Above and below: “The Terror: Infamy” features a mostly Asian cast. (AMC)
Season 2 of AMC’s horror anthology series “The Terror” will premiere on Aug. 12.
Season 1 centered on an ill-fated British naval expedition to find the Northwest Passage in the mid-1800s. The crews of both ships are stalked by a vicious creature.
Season 2, titled “The Terror: Infamy,” tells a completely different story. Set during World War II, it centers on a series of bizarre deaths that haunt a Japanese American community, and a young man’s journey to understand and combat the malevolent entity responsible.
The cast includes Derek Mio as Chester Nakayama; Kiki Sukezane as Yuko, a mysterious woman from Chester’s past; Cristina Rodlo as Luz, Chester’s secret girlfriend; Shingo Usami as Henry Nakayama, Chester’s father; Naoko Mori as Asako Nakayama, Chester’s mother; Miki Ishikawa as Amy, a Nakayama family friend; and George Takei as Yamato-san, a community elder and former fishing captain.
“I’m deeply honored to be telling a story set in this extraordinary period,” Woo said. “We hope to convey the abject terror of the historical experience in a way that feels modern and relevant to the present moment. And the prospect of doing so with a majority Asian and Asian American cast is both thrilling and humbling.”
On casting Takei, best known for playing Sulu on “Star Trek,” Woo told **Decider,** “I very much hoped George would be part of the show, but it’s a very painful experience.
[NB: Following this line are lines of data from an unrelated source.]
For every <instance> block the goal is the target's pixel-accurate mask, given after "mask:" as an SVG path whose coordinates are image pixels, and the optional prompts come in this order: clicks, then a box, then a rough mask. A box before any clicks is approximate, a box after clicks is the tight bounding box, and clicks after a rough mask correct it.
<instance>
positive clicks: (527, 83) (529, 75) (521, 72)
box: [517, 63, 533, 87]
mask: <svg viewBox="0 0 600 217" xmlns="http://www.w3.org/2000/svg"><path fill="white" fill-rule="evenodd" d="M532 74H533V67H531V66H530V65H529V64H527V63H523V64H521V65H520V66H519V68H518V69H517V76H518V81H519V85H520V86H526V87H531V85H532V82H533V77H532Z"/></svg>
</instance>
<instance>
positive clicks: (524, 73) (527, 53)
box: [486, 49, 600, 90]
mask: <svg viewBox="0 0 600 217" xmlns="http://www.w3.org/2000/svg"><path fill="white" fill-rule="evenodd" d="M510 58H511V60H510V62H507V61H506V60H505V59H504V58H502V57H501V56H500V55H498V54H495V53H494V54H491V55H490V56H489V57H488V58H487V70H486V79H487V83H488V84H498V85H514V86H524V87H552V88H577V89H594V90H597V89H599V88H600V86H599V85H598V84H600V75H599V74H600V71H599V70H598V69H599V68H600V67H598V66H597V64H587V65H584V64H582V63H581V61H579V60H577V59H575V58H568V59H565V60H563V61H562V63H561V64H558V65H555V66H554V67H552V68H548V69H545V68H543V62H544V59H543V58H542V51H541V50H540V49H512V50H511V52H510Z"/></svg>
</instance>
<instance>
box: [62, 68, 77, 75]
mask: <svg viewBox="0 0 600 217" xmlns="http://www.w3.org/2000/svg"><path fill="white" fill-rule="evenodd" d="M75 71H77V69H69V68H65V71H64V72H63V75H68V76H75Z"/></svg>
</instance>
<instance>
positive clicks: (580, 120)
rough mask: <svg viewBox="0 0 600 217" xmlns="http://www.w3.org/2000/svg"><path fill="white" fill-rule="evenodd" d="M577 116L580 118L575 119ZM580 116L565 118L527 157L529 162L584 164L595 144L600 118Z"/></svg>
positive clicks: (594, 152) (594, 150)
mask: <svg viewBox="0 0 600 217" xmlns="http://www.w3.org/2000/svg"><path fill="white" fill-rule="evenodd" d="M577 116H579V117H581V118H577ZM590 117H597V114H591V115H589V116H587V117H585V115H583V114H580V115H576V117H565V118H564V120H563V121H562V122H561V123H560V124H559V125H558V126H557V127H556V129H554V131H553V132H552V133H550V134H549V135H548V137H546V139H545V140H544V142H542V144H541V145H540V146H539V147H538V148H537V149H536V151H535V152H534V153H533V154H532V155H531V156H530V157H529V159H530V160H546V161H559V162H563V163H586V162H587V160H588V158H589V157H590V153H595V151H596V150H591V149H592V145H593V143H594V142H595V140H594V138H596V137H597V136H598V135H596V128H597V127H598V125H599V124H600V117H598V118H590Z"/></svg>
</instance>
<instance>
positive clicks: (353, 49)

It’s not a given that everyone would want to dive into something as painful as this is.”
Takei, who was sent to camp with his family as a child, told **Variety,** “I’m the last generation that experienced the internment, and it’s my mission in life to make sure that chapter in history is not forgotten.”
Takei starred on Broadway in “Allegiance,” a musical about the Japanese American WWII experience.
“As a history buff and genre geek (not to mention a conscious American today), it’s clear that truth is always scarier than fiction,” Borenstein said. “This season of ‘The Terror’ uses as its setting one of the darkest, most horrific moments in our nation’s history. The Japanese American internment is a blemish on the nation’s conscience — and one with dire resonance to current events. I’m thrilled that AMC is giving us the chance to use that darkness as the inspiration for what I hope will be a trenchant, terrifying season of TV.”